Although Hamas is at odds with the leadership of the Palestinian Authority, which has jurisdiction over most of the West Bank's Palestinian population centers, they both called to boycott the workshop
. The rejection has frustrated US Special Envoy Jason Greenblatt
who has been a major player in the plan.
He told the Post
on Monday, "It’s difficult to understand why the Palestinian Authority would reject a workshop designed to discuss a vision with the potential to radically transform lives and put people on a path toward a brighter future."
While still just speculation at this point, the prospect of Israel applying sovereignty to part or all of the West Bank may be a turn-off for both the PA and Hamas. The land located on the western bank of the the Jordan river was part of the Kingdom of Jordan from 1948 to 1967 and free of Jews during that period. Today, almost half a million Israelis live in what are called Jewish settlements, which the PA says blocks their plans to create a state of their own.

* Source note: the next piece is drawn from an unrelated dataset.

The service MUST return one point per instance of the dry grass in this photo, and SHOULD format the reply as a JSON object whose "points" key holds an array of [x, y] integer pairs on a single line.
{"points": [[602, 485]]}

Since the Oslo Accord of the mid 1990s, the Palestinian population has been ruled by the PA. The two-state solution, touted as the only path to peace by previous administrations would see a Palestinian state created in the region. But years of terrorism and the repeated election of the Likud party indicate the Israeli public is reluctant to engage in more territorial compromise.
The 2005 Disengagement from Gaza resulted in the removal of Israeli civilian communities and many right-wingers blame the move for the rise of Hamas and spate of rocket fire, the most recent round of which killed four people
But the Trump White House sees economic incentives as a way to smooth over decades of conflict.
One Palestinian who will show up in Bahrain despite the PA's boycott is Hebron businessman Ashraf Jabari, who says that although he prefers a Palestinian state, he doesn't see it as realistic. Jabari told the Post
he's hedging his bets with the Jewish settlers that so many of his fellow Palestinians would wish to see somehow disappear.
"This is a good step," Jabari said of the US sponsored workshop. "I will be going there as a representative of the Judea and Samaria Chamber of Commerce together with other representatives of the chamber."